A monster on the verge of eating an adventurer.

Ascending AC for OD&D

by Ramanan Sivaranjan on December 23, 2014

Tagged: mastersofcarcosa od&d

I have been using ascending AC for my OD&D Carcosa game. Players roll a d20 to hit, add their attack bonus, and try and score higher than their opponent’s AC. An unarmoured combatant has an ascending AC of 10; plate armour and a shield confers an AC of 17. It’s a much simpler system for adjudicating combat in my opinion. People know if they have hit or not without having to look at a table, and the arithmetic is all quite straight forward.

What follows are the tables from the first OD&D book MEN & MAGIC redone so they work with ascending AC. (I am certain I am not the first person to do this, but there wasn’t an obvious hit when I looked on Google.)

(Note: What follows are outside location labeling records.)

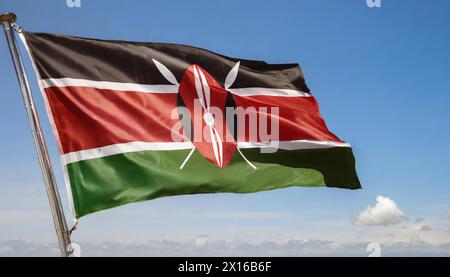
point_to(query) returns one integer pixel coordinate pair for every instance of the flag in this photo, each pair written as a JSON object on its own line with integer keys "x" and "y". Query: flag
{"x": 137, "y": 121}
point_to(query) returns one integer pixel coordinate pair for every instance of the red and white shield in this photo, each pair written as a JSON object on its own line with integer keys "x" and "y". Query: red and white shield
{"x": 206, "y": 101}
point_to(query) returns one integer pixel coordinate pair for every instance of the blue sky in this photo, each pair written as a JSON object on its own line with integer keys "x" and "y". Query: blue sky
{"x": 381, "y": 76}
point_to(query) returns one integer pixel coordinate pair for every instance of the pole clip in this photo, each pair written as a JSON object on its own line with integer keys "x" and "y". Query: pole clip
{"x": 16, "y": 27}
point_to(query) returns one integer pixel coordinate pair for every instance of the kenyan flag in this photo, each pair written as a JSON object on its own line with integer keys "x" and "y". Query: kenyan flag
{"x": 137, "y": 121}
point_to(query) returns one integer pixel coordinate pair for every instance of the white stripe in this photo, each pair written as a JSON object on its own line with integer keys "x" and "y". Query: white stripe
{"x": 121, "y": 148}
{"x": 268, "y": 92}
{"x": 69, "y": 82}
{"x": 254, "y": 91}
{"x": 293, "y": 144}
{"x": 115, "y": 149}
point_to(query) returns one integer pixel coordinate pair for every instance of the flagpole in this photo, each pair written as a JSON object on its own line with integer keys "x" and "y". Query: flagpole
{"x": 8, "y": 22}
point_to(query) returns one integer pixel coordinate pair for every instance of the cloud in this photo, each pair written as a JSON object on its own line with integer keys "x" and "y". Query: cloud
{"x": 425, "y": 228}
{"x": 385, "y": 212}
{"x": 188, "y": 248}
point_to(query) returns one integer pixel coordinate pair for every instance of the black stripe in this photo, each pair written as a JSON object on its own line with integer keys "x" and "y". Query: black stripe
{"x": 60, "y": 56}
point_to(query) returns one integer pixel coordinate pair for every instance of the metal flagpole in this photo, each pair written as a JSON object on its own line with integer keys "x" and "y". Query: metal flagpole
{"x": 8, "y": 21}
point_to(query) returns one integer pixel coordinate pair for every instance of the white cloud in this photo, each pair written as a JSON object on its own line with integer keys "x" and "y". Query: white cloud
{"x": 385, "y": 212}
{"x": 168, "y": 248}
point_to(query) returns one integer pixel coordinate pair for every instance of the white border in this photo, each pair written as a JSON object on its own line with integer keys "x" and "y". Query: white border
{"x": 130, "y": 87}
{"x": 137, "y": 146}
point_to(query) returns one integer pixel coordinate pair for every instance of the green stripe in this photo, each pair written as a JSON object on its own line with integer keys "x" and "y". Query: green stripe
{"x": 111, "y": 181}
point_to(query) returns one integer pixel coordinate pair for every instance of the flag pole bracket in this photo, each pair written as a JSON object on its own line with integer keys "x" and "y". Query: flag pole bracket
{"x": 8, "y": 17}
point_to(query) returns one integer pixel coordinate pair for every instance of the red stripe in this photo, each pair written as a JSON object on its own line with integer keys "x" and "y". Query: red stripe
{"x": 299, "y": 117}
{"x": 87, "y": 118}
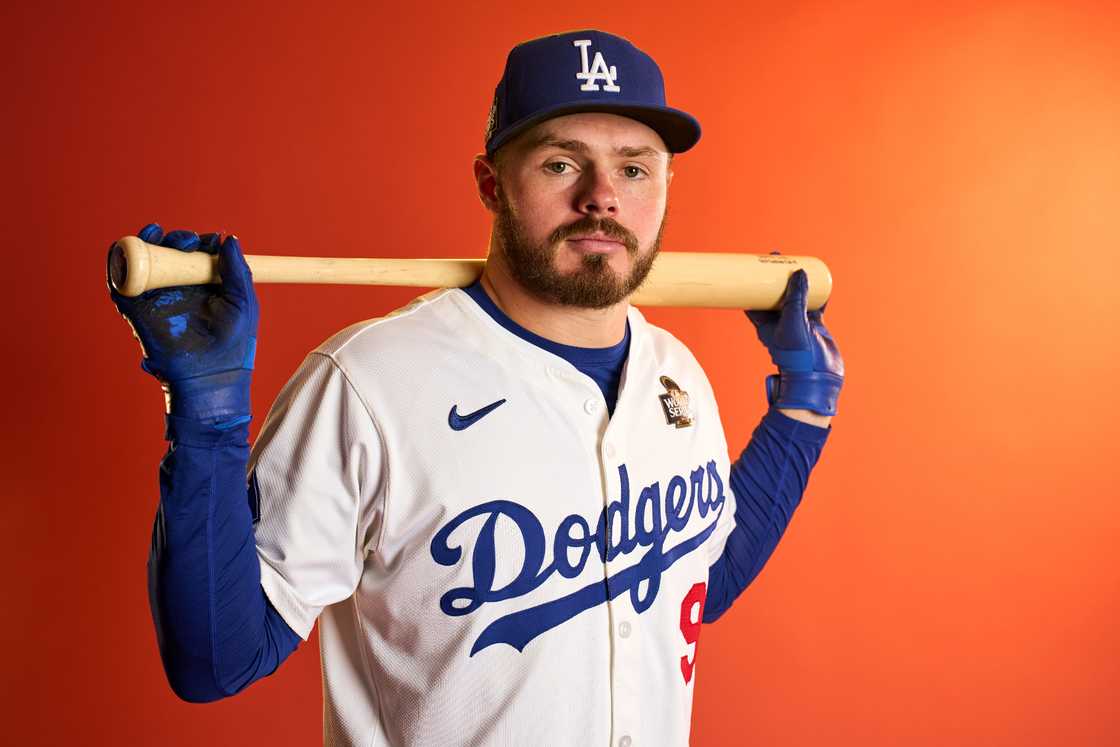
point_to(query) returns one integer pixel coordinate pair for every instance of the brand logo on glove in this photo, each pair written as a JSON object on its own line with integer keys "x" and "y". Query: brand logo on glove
{"x": 618, "y": 532}
{"x": 677, "y": 404}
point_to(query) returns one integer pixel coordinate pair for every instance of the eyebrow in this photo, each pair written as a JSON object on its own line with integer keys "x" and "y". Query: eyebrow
{"x": 548, "y": 140}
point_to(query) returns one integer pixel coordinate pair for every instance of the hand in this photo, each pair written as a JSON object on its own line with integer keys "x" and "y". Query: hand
{"x": 810, "y": 367}
{"x": 198, "y": 341}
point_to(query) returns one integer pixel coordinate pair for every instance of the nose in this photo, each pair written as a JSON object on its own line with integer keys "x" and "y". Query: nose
{"x": 597, "y": 194}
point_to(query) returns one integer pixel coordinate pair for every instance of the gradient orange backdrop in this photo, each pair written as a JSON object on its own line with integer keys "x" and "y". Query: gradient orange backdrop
{"x": 953, "y": 573}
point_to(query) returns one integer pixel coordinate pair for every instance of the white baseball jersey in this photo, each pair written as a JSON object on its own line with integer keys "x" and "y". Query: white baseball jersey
{"x": 491, "y": 558}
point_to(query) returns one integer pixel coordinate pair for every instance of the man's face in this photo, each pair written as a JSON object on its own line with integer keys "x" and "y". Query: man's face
{"x": 580, "y": 207}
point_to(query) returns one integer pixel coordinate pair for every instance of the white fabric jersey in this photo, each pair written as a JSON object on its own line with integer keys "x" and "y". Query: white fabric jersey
{"x": 435, "y": 491}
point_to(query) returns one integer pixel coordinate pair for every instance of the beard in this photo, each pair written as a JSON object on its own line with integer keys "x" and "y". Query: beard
{"x": 595, "y": 285}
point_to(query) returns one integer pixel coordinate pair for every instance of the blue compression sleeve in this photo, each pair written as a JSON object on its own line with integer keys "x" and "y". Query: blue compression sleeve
{"x": 216, "y": 629}
{"x": 767, "y": 481}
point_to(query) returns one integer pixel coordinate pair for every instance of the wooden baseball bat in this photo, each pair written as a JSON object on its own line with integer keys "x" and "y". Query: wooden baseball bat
{"x": 687, "y": 279}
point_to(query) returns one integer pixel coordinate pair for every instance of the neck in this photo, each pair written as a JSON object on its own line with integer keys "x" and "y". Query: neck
{"x": 567, "y": 325}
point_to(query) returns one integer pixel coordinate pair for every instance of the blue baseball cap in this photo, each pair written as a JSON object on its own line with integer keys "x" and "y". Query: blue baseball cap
{"x": 585, "y": 71}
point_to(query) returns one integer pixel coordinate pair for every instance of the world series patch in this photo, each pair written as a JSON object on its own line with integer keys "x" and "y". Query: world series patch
{"x": 677, "y": 403}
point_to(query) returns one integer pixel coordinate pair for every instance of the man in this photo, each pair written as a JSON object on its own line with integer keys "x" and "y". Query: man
{"x": 509, "y": 506}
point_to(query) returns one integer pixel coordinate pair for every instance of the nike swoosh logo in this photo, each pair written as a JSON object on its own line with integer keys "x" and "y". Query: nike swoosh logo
{"x": 462, "y": 422}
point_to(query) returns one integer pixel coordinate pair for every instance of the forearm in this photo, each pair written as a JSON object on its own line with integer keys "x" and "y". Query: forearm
{"x": 767, "y": 481}
{"x": 216, "y": 631}
{"x": 808, "y": 417}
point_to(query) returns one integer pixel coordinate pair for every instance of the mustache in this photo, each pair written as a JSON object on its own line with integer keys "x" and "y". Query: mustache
{"x": 608, "y": 227}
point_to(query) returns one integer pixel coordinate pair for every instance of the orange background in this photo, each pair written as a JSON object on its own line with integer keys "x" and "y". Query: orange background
{"x": 952, "y": 576}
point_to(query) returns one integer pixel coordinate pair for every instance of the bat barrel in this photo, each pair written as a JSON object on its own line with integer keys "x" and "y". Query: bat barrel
{"x": 686, "y": 279}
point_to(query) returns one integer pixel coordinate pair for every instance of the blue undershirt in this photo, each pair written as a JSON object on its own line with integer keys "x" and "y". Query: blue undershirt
{"x": 217, "y": 631}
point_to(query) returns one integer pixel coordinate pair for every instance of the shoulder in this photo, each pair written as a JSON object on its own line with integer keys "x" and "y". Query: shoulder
{"x": 423, "y": 323}
{"x": 663, "y": 344}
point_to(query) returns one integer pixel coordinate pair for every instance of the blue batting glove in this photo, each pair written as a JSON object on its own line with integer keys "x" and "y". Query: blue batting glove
{"x": 198, "y": 341}
{"x": 810, "y": 367}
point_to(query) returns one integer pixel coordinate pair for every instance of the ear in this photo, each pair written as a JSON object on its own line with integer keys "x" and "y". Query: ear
{"x": 486, "y": 181}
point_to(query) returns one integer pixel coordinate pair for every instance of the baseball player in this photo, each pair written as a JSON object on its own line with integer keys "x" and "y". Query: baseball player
{"x": 510, "y": 506}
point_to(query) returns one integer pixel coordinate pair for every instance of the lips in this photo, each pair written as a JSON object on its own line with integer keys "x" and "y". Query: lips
{"x": 595, "y": 243}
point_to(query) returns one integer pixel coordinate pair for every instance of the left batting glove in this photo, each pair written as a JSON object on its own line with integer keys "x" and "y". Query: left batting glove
{"x": 810, "y": 367}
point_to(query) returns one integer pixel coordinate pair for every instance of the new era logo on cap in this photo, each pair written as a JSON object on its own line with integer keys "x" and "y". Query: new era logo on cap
{"x": 586, "y": 71}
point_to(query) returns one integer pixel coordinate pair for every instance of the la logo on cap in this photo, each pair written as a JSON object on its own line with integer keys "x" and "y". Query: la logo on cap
{"x": 598, "y": 72}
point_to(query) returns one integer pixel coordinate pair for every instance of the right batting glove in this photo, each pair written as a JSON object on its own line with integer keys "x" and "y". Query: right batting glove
{"x": 198, "y": 341}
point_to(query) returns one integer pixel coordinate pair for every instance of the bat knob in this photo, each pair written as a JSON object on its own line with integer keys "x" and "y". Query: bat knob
{"x": 129, "y": 265}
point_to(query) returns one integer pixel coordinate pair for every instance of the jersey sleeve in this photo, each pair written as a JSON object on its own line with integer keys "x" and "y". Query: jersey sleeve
{"x": 317, "y": 469}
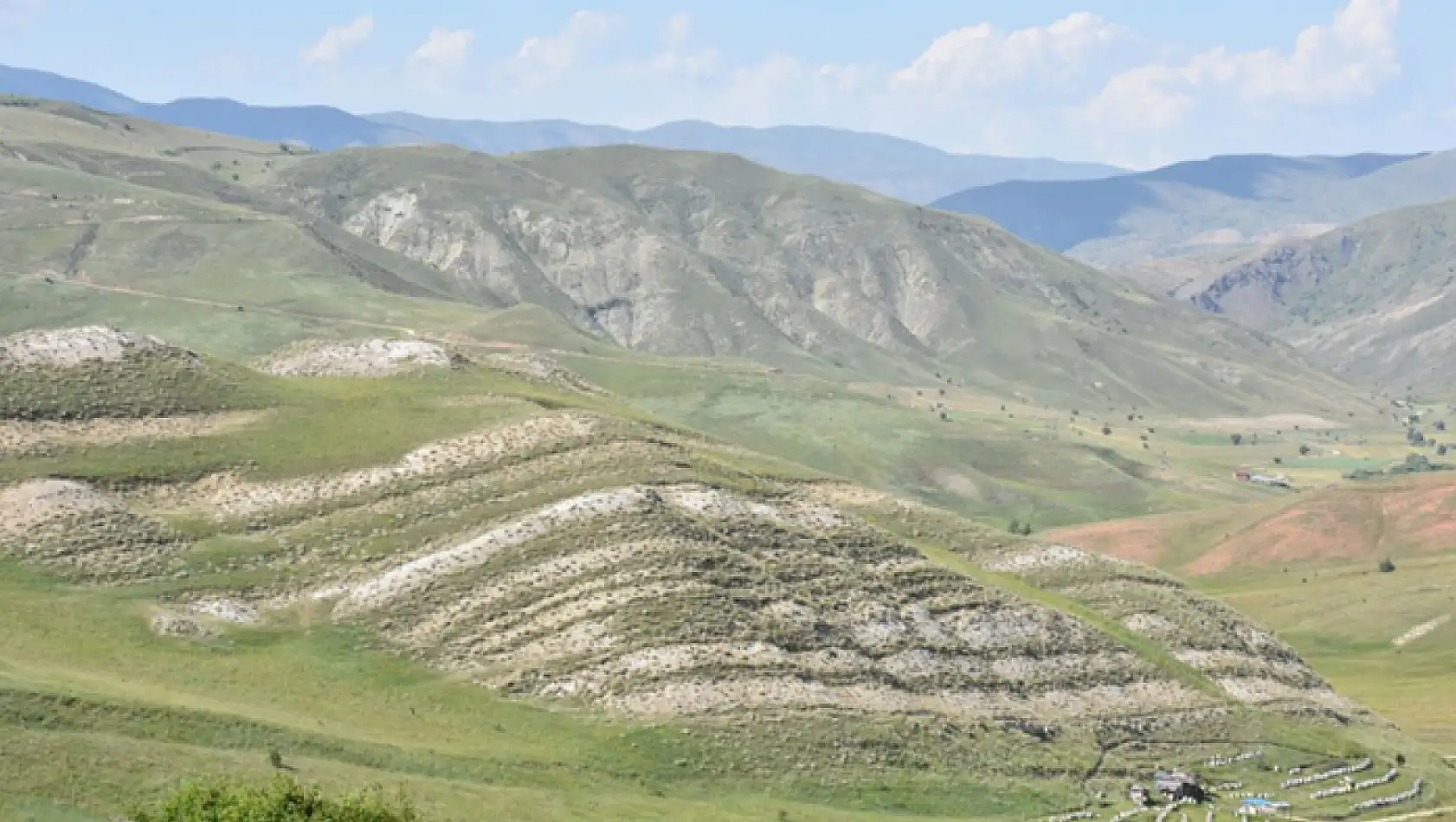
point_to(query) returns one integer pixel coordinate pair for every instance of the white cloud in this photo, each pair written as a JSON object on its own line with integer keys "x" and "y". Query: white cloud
{"x": 982, "y": 57}
{"x": 443, "y": 51}
{"x": 1350, "y": 57}
{"x": 337, "y": 40}
{"x": 676, "y": 60}
{"x": 544, "y": 60}
{"x": 19, "y": 13}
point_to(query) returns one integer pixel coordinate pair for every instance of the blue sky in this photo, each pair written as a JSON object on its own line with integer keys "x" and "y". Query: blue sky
{"x": 1133, "y": 82}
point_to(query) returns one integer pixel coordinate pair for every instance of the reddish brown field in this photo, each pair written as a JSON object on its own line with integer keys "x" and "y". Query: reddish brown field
{"x": 1405, "y": 517}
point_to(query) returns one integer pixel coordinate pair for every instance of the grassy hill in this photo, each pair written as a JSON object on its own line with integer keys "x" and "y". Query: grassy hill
{"x": 508, "y": 589}
{"x": 1308, "y": 568}
{"x": 1199, "y": 207}
{"x": 676, "y": 254}
{"x": 1366, "y": 299}
{"x": 888, "y": 164}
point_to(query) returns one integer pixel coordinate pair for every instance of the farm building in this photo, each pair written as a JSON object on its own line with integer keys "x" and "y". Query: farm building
{"x": 1178, "y": 785}
{"x": 1255, "y": 806}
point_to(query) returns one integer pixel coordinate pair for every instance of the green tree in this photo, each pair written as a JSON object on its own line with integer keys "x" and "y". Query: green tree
{"x": 280, "y": 800}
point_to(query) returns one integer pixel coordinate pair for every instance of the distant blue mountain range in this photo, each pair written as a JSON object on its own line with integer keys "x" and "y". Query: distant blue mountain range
{"x": 899, "y": 168}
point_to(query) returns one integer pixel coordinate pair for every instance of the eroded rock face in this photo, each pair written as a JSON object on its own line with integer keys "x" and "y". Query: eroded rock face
{"x": 61, "y": 348}
{"x": 364, "y": 358}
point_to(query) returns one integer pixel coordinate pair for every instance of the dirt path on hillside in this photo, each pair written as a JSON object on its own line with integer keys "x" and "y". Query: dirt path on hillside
{"x": 452, "y": 337}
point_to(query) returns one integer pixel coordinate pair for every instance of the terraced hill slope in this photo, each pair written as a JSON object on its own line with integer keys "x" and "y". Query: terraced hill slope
{"x": 1309, "y": 566}
{"x": 499, "y": 585}
{"x": 673, "y": 254}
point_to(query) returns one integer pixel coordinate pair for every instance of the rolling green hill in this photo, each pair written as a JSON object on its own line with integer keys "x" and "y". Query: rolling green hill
{"x": 888, "y": 164}
{"x": 1208, "y": 205}
{"x": 512, "y": 591}
{"x": 1309, "y": 568}
{"x": 673, "y": 254}
{"x": 1368, "y": 300}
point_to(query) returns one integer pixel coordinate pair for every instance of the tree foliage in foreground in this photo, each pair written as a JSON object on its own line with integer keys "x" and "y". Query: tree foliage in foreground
{"x": 281, "y": 800}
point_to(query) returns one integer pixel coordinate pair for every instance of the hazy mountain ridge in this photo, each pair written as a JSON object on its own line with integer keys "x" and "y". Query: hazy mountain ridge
{"x": 1369, "y": 299}
{"x": 692, "y": 254}
{"x": 1217, "y": 204}
{"x": 890, "y": 164}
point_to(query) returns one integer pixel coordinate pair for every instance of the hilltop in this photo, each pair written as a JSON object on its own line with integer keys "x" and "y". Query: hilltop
{"x": 888, "y": 164}
{"x": 504, "y": 587}
{"x": 1222, "y": 204}
{"x": 661, "y": 252}
{"x": 1368, "y": 299}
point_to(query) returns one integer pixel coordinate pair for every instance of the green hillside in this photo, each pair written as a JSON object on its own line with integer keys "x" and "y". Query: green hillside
{"x": 1368, "y": 300}
{"x": 510, "y": 591}
{"x": 1199, "y": 207}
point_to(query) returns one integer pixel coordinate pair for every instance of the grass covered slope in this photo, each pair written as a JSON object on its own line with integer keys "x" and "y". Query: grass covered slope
{"x": 102, "y": 373}
{"x": 683, "y": 254}
{"x": 1368, "y": 299}
{"x": 1309, "y": 568}
{"x": 499, "y": 585}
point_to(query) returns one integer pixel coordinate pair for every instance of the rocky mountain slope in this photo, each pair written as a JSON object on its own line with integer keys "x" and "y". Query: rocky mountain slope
{"x": 709, "y": 255}
{"x": 1197, "y": 207}
{"x": 1369, "y": 300}
{"x": 676, "y": 254}
{"x": 551, "y": 546}
{"x": 888, "y": 164}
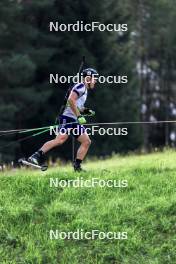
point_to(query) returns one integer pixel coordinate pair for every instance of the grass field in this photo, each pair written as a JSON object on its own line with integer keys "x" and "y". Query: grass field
{"x": 145, "y": 209}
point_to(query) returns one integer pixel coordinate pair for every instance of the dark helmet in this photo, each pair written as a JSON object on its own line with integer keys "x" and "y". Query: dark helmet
{"x": 89, "y": 72}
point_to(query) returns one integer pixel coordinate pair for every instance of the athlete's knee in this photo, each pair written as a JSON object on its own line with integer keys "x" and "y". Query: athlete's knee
{"x": 87, "y": 142}
{"x": 59, "y": 140}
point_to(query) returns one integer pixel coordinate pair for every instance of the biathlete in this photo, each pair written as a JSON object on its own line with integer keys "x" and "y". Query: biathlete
{"x": 71, "y": 118}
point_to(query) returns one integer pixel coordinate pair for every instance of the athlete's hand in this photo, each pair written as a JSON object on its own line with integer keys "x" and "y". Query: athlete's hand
{"x": 81, "y": 120}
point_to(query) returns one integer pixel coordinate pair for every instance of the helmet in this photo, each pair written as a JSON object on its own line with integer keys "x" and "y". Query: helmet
{"x": 89, "y": 72}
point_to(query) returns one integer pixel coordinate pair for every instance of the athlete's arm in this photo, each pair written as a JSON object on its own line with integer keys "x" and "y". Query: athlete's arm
{"x": 72, "y": 102}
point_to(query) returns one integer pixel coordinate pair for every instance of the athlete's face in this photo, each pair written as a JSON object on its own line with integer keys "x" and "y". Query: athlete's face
{"x": 91, "y": 81}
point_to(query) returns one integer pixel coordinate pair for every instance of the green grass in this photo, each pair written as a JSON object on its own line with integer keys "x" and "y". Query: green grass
{"x": 146, "y": 209}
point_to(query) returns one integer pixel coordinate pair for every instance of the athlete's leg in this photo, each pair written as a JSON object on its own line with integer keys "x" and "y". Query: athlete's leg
{"x": 82, "y": 151}
{"x": 59, "y": 140}
{"x": 38, "y": 157}
{"x": 85, "y": 144}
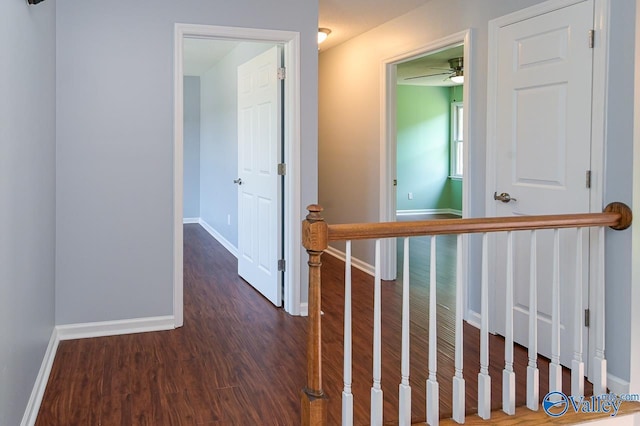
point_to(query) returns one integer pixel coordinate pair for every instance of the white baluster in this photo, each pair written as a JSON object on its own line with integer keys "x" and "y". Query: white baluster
{"x": 347, "y": 396}
{"x": 458, "y": 379}
{"x": 433, "y": 391}
{"x": 555, "y": 369}
{"x": 577, "y": 365}
{"x": 404, "y": 413}
{"x": 484, "y": 380}
{"x": 508, "y": 376}
{"x": 599, "y": 360}
{"x": 376, "y": 389}
{"x": 533, "y": 374}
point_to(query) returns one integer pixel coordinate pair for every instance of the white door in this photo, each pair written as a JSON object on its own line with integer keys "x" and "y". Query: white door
{"x": 542, "y": 154}
{"x": 259, "y": 185}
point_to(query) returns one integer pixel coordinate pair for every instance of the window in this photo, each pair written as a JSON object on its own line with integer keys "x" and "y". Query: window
{"x": 457, "y": 139}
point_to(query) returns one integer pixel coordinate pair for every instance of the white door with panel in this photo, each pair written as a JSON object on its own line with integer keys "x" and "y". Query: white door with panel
{"x": 542, "y": 158}
{"x": 259, "y": 184}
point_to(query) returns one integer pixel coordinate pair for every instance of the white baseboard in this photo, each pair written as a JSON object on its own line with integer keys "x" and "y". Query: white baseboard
{"x": 33, "y": 406}
{"x": 617, "y": 385}
{"x": 114, "y": 328}
{"x": 222, "y": 240}
{"x": 355, "y": 262}
{"x": 81, "y": 331}
{"x": 428, "y": 211}
{"x": 304, "y": 309}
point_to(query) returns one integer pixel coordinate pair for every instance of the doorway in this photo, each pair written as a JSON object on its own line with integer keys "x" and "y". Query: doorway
{"x": 389, "y": 130}
{"x": 430, "y": 134}
{"x": 290, "y": 152}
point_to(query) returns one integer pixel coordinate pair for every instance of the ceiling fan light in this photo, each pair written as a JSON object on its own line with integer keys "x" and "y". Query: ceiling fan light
{"x": 323, "y": 33}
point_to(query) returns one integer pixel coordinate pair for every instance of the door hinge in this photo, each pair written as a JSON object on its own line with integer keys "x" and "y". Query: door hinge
{"x": 587, "y": 180}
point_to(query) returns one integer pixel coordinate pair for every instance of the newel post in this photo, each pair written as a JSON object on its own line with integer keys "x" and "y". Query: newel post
{"x": 315, "y": 240}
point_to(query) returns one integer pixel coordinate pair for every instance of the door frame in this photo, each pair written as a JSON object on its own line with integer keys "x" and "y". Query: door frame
{"x": 388, "y": 143}
{"x": 598, "y": 129}
{"x": 290, "y": 40}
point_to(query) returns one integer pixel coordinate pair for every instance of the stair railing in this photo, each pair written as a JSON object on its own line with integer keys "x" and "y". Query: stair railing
{"x": 316, "y": 236}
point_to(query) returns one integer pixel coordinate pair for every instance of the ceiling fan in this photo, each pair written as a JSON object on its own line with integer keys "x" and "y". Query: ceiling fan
{"x": 455, "y": 72}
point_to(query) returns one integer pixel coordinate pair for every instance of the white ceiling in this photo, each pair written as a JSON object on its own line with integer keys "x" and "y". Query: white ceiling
{"x": 433, "y": 69}
{"x": 201, "y": 54}
{"x": 345, "y": 18}
{"x": 349, "y": 18}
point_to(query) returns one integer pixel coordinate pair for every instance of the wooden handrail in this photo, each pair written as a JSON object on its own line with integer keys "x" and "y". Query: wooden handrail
{"x": 616, "y": 215}
{"x": 316, "y": 235}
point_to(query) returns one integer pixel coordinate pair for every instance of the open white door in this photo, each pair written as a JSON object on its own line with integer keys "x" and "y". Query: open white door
{"x": 542, "y": 146}
{"x": 259, "y": 184}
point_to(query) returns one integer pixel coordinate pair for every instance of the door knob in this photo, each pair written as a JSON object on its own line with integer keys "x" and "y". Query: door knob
{"x": 504, "y": 197}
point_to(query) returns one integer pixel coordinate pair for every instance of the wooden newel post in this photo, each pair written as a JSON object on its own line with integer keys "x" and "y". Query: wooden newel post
{"x": 315, "y": 240}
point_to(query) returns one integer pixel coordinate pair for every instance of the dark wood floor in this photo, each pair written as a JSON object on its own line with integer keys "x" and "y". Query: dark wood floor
{"x": 240, "y": 361}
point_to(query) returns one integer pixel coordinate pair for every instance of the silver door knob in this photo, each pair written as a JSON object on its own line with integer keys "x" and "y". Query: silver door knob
{"x": 504, "y": 197}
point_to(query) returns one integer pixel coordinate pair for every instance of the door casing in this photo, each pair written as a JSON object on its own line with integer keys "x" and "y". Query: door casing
{"x": 388, "y": 132}
{"x": 290, "y": 41}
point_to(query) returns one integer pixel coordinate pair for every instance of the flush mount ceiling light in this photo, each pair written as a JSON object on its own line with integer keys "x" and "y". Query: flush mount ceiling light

The attack bonus progression for the Fighters is:

Level Attack Bonus
1–3 +0
4–6 +2
7–9 +5
10–12 +7
13–15 +9
16+ +12

For Clerics:

Level Attack Bonus
1–4 +0
5–8 +2
9–12 +5
13–16 +7
17+ +9

And for Magic-Users:

Level Attack Bonus
1–5 +0
6–10 +2
11–15 +5
16+ +7

Monsters use the following table.

HD Attack Bonus
up to 1 +0
up to 2 +1
up to 3 +2
up to 4 +4
up to 6 +5
up to 8 +6
up to 10 +8
11+ +10

The tables are simple enough to make. In a descending AC system a first level characters needs to roll a 10 to hit AC 9 (an unarmoured person), which we determine by looking at the attack table in MEN & MAGIC. To hit that same character who has an ascending AC of 10 by rolling a 10 (or more) implies a 1st level character has no attack bonus. A 4th level fighter only needs an 8 to hit that same character, so their attack bonus is +2.